Now, I won’t claim to have read Revolutionary Road very closely, and because of that I might very easily have missed out on decisive clues – but as far as I could see, the novel not only does not succeed at reaching any kind of self-reflexiveness but is not even trying. This is largely due to its form (or, if you prefer, its genre), namely that it is a realistic novel, told in a very traditional, 19th century way which has as its underlying assumption that a novel mirrors reality as it is – an assumption that requires the mirror to be pure reflection and completely aloof from what it pictures. Such a model just has no place for a novel (or any medium) that is no longer pure but participates in what it describes and is aware of itself as describing.

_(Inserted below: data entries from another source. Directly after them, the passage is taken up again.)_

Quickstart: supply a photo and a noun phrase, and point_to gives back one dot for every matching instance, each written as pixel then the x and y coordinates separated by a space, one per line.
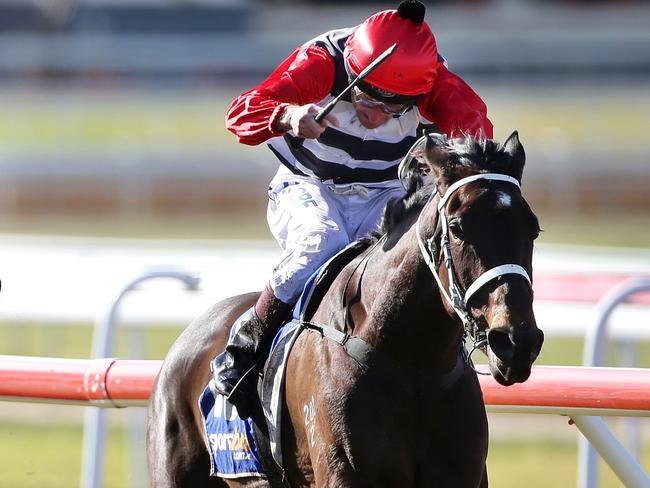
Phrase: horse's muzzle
pixel 511 353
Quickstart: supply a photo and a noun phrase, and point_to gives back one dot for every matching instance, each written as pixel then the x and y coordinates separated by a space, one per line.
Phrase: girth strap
pixel 357 348
pixel 363 353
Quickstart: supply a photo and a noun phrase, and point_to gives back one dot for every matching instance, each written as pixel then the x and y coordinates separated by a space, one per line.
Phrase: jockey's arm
pixel 266 111
pixel 454 107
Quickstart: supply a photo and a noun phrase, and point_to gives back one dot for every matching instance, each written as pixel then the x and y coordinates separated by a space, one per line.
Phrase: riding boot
pixel 233 369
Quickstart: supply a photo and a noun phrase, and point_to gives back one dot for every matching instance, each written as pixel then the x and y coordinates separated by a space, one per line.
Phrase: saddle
pixel 251 447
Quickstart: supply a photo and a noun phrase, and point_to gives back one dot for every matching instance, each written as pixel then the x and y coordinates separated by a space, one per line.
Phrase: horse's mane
pixel 483 154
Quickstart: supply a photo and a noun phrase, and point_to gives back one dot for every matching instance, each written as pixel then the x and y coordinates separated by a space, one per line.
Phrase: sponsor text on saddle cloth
pixel 229 438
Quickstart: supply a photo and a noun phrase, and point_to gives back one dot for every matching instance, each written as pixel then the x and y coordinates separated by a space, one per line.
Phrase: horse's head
pixel 477 235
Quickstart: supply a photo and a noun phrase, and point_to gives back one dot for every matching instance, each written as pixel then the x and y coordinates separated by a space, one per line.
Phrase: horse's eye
pixel 456 229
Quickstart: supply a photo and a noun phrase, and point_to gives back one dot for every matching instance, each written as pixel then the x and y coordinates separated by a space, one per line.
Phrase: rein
pixel 454 296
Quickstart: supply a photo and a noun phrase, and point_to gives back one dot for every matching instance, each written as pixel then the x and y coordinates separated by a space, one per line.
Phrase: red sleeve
pixel 454 107
pixel 306 76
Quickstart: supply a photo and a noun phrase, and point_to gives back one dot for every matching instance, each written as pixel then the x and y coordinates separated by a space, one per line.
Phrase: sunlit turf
pixel 49 457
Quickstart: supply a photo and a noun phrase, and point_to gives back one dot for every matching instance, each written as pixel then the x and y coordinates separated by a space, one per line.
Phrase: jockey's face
pixel 371 118
pixel 371 112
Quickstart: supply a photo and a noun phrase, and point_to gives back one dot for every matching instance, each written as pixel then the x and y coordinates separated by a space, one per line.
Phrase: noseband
pixel 453 294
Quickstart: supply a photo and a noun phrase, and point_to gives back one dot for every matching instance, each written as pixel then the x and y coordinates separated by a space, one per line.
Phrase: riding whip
pixel 330 106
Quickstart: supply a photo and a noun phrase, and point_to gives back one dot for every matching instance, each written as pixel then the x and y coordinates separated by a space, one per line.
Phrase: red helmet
pixel 411 70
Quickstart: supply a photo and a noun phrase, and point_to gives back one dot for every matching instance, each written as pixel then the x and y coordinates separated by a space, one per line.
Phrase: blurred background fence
pixel 111 124
pixel 115 108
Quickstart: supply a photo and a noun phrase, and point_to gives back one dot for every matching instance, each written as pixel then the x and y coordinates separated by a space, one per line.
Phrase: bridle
pixel 433 257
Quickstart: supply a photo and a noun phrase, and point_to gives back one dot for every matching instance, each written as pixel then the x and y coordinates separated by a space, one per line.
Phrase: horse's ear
pixel 516 151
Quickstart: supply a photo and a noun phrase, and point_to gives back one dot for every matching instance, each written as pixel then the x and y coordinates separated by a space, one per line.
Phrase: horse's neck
pixel 394 304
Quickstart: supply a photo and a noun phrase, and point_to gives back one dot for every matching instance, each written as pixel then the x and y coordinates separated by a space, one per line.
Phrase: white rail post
pixel 92 458
pixel 594 355
pixel 613 452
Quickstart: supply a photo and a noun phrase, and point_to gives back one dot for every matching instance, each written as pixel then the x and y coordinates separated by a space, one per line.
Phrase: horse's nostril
pixel 501 345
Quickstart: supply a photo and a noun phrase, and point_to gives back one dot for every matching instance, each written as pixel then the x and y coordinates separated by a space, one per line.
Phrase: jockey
pixel 332 188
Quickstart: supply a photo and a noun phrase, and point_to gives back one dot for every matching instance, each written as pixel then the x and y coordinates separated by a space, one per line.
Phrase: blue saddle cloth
pixel 229 438
pixel 230 441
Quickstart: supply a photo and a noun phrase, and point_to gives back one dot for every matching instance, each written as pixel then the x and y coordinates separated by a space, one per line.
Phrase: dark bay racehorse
pixel 398 404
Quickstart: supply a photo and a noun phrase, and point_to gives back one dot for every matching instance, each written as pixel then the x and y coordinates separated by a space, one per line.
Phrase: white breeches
pixel 312 221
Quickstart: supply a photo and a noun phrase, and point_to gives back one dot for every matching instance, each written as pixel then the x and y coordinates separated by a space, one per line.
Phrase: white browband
pixel 453 294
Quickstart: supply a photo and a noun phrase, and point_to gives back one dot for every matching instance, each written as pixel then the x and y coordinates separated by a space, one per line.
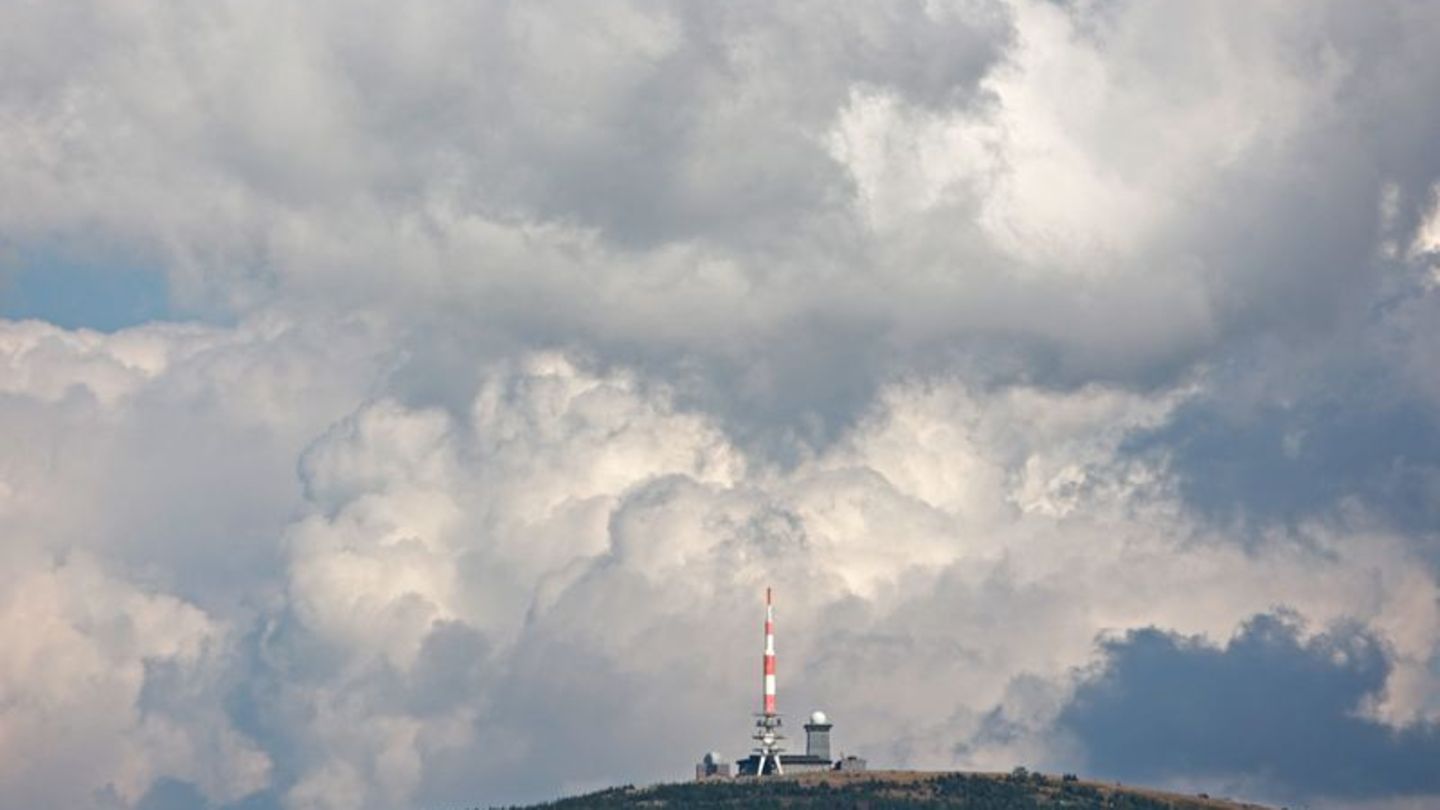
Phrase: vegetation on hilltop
pixel 892 791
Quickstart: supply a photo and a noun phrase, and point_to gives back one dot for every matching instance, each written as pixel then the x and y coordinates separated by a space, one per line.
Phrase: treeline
pixel 959 791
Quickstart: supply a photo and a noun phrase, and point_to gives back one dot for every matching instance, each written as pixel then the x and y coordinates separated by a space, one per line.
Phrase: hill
pixel 896 790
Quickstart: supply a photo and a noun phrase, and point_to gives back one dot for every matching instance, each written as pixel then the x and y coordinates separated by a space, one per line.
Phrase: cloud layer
pixel 1030 350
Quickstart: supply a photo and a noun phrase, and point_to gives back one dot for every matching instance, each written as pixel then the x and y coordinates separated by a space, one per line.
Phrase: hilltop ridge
pixel 897 790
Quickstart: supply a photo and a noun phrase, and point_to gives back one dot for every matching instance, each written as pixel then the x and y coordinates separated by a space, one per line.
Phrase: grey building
pixel 712 767
pixel 814 758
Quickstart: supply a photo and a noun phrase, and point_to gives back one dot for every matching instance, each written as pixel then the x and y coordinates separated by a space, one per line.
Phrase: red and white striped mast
pixel 769 719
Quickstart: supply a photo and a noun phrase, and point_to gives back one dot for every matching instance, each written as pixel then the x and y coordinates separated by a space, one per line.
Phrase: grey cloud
pixel 1270 708
pixel 543 336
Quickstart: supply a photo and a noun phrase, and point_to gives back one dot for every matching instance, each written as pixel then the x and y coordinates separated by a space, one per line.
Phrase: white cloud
pixel 543 337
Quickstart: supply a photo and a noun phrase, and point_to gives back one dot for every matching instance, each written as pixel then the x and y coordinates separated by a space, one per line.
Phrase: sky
pixel 408 404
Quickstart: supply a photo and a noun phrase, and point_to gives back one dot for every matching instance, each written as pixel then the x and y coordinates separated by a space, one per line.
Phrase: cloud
pixel 519 346
pixel 1270 711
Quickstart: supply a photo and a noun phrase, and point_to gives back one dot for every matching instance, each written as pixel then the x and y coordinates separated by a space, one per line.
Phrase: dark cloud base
pixel 1269 708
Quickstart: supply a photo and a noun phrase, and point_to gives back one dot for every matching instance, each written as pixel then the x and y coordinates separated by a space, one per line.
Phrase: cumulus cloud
pixel 1030 349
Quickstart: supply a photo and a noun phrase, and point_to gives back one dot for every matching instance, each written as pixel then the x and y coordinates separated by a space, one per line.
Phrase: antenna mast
pixel 768 722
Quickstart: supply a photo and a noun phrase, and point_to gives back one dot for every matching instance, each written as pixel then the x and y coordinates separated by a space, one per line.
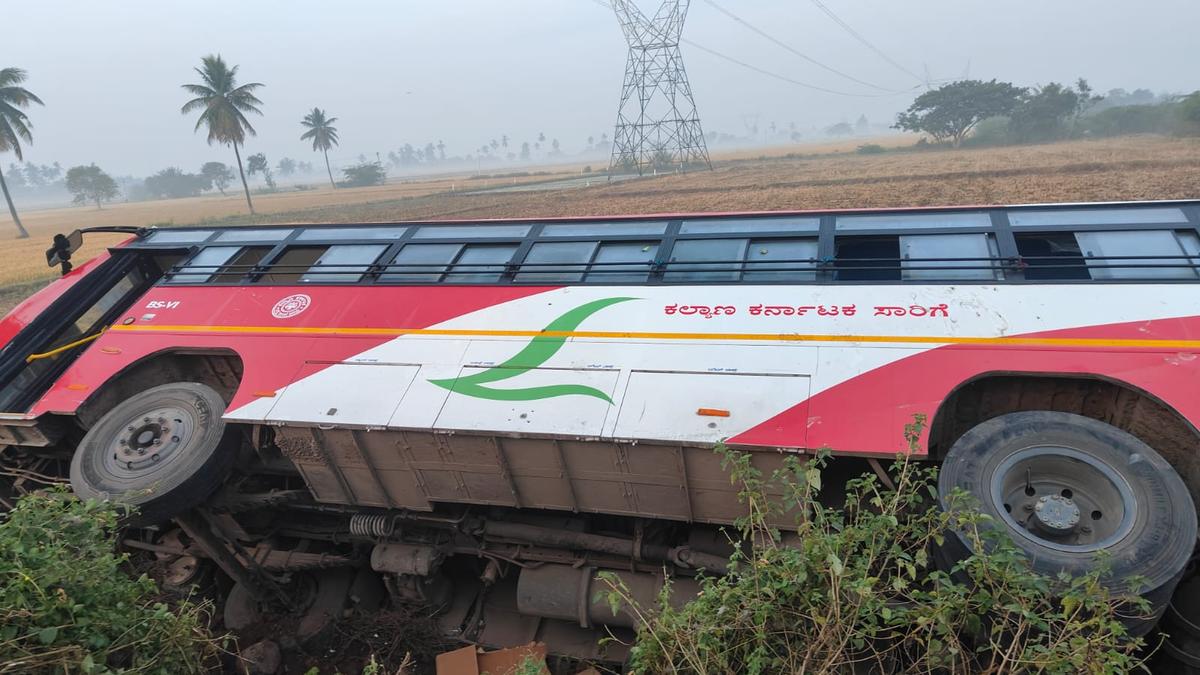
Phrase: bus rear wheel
pixel 1066 488
pixel 163 452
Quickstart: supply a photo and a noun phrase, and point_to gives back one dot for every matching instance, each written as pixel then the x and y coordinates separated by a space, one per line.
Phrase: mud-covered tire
pixel 1066 487
pixel 163 451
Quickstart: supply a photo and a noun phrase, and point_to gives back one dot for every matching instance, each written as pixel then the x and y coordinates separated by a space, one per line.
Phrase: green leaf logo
pixel 537 352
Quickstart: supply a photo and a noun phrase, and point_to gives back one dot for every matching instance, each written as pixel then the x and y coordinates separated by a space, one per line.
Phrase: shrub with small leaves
pixel 69 603
pixel 855 587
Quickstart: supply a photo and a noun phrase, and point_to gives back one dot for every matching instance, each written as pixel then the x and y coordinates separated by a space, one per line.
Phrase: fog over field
pixel 466 72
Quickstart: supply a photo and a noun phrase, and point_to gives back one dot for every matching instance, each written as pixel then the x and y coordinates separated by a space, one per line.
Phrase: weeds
pixel 67 603
pixel 856 589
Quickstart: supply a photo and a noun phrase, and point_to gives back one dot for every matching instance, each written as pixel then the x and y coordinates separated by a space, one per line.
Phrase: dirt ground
pixel 1143 167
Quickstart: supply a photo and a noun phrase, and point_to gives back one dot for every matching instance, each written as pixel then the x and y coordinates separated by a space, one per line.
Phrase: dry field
pixel 831 177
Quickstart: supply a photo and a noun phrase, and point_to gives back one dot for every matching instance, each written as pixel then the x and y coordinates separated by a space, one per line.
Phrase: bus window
pixel 543 254
pixel 781 260
pixel 292 264
pixel 917 249
pixel 605 230
pixel 420 263
pixel 637 254
pixel 731 226
pixel 480 263
pixel 220 263
pixel 706 260
pixel 913 221
pixel 343 263
pixel 1156 244
pixel 472 232
pixel 1051 256
pixel 246 234
pixel 868 258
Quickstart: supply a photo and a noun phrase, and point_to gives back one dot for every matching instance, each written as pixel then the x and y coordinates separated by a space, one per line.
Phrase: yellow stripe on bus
pixel 637 335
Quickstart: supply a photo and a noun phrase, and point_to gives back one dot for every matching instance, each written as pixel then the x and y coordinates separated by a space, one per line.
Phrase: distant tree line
pixel 977 112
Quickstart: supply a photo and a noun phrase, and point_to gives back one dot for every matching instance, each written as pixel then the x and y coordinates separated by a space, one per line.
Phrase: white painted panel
pixel 346 394
pixel 665 405
pixel 574 414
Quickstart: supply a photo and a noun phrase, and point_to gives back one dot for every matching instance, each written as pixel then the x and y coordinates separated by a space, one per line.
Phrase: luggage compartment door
pixel 706 407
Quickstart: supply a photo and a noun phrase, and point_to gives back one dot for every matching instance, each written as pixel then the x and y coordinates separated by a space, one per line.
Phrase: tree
pixel 15 127
pixel 952 111
pixel 840 129
pixel 323 135
pixel 91 184
pixel 172 184
pixel 1050 112
pixel 1189 112
pixel 223 106
pixel 258 162
pixel 217 174
pixel 366 173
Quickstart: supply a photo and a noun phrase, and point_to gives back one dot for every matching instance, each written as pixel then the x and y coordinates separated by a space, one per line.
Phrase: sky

Revolutionary Road, then, is precisely this kind of pure realism – and unlike Wallace Stegner’s Angle of Repose, which is very conscious of how precarious the claim to mirror reality in fiction has become, Yates’ novel is not tinged by any form of modernism, it even has – although he masquerades as close third person perspective most of the time – an omniscient narrator. I’m quite open to the possibility that a more careful reading of the novel than I have undertaken might come up with things that I have overlooked, but for now I’m left with some disappointment at a novel that I think missed out on the chance to become truly engaging in every sense of the word by remaining blind to its own complicity in what it dissects.
Still, even though I think that Revolutionary Road is a highly problematic book, it is by no means a bad one – and a large part of the reason for that is another trait Yates shares with Flaubert, namely the extreme care he is taking with language. The writing here is gorgeous, making sure that every barbed arrow finds his aim, but also time and again blossoming into unexpected beauty when he describes a sunset or a piece of scenery or even some urban landscape. Those moments might be comparatively rare and mostly on the short side, but they are not less impressive for that and likely to linger in the reader’s mind.